I took an interest in this after I heard it was a woman’s prize for fiction nominee last year. I knew virtually nothing about it, apart from that it was set in Nigeria. Then recently, when I decided to read everything on my kindle, this happened to be the first one I came upon.
Stay With Me is about a married Nigerian couple who can’t have children. At the start of the novel we meet the female half of the partnership, Yejide, who is being alerted to the fact that her husband, Akin, is going to be taking on another wife in the hopes that she’ll bear him children. It’s assumed that Yejide is the reason the couple can’t conceive, so another wife for Akin will supposedly solve the problem. It soon becomes clear that the issue is far more insidious than it seems and shock after shock begin to emerge.
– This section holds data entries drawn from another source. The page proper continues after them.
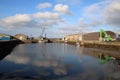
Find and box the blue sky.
[0,0,120,37]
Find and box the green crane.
[99,29,112,41]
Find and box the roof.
[0,33,10,36]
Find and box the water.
[0,43,120,80]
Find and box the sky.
[0,0,120,38]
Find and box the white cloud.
[83,0,120,26]
[103,0,120,26]
[0,12,63,29]
[34,12,60,19]
[56,0,81,5]
[37,2,52,9]
[54,4,72,15]
[2,14,32,24]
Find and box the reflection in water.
[0,44,17,60]
[0,43,120,80]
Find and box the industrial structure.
[15,34,27,40]
[64,31,116,41]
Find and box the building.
[15,34,28,40]
[64,31,116,41]
[83,31,116,41]
[0,33,11,41]
[64,34,83,41]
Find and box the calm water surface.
[0,43,120,80]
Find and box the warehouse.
[64,31,116,41]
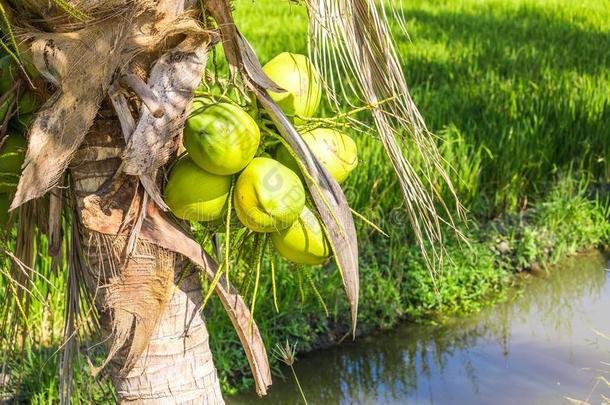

The novel is alternatively narrated by Yejide and Akin and there’s also a large time jump towards the end. I think it benefited from this alternative narration, but there was one thing that annoyed me about it: every chapter from Akin’s perspective was filled with sentences that weren’t properly formed, for example here’s a typical one, “Wasn’t sure she was the one at first because there were no shoes on her feet.” That sentence should have begun with, “I”. It irked me.
When I started I thought it’d be a meandering novel about a couple trying to conceive. I had no idea it’d end up the way it did. Shock after shock smacked me in the jaw making this in some sense a suspense.
As the novel was so plot focused there was scant descriptive detail, but surprisingly (even more so for such a short novel) the two main characters were pretty well formed. Outside of the main themes of the novel they weren’t developed, but inside the topics explored we got to know them well, such as their hopes, desires and fears in relation to fidelity and having children.
The novel was nothing that I expected it to be and in the main that was a good thing. If you’re in the mood for something with shock after shock, you couldn’t do any better than this.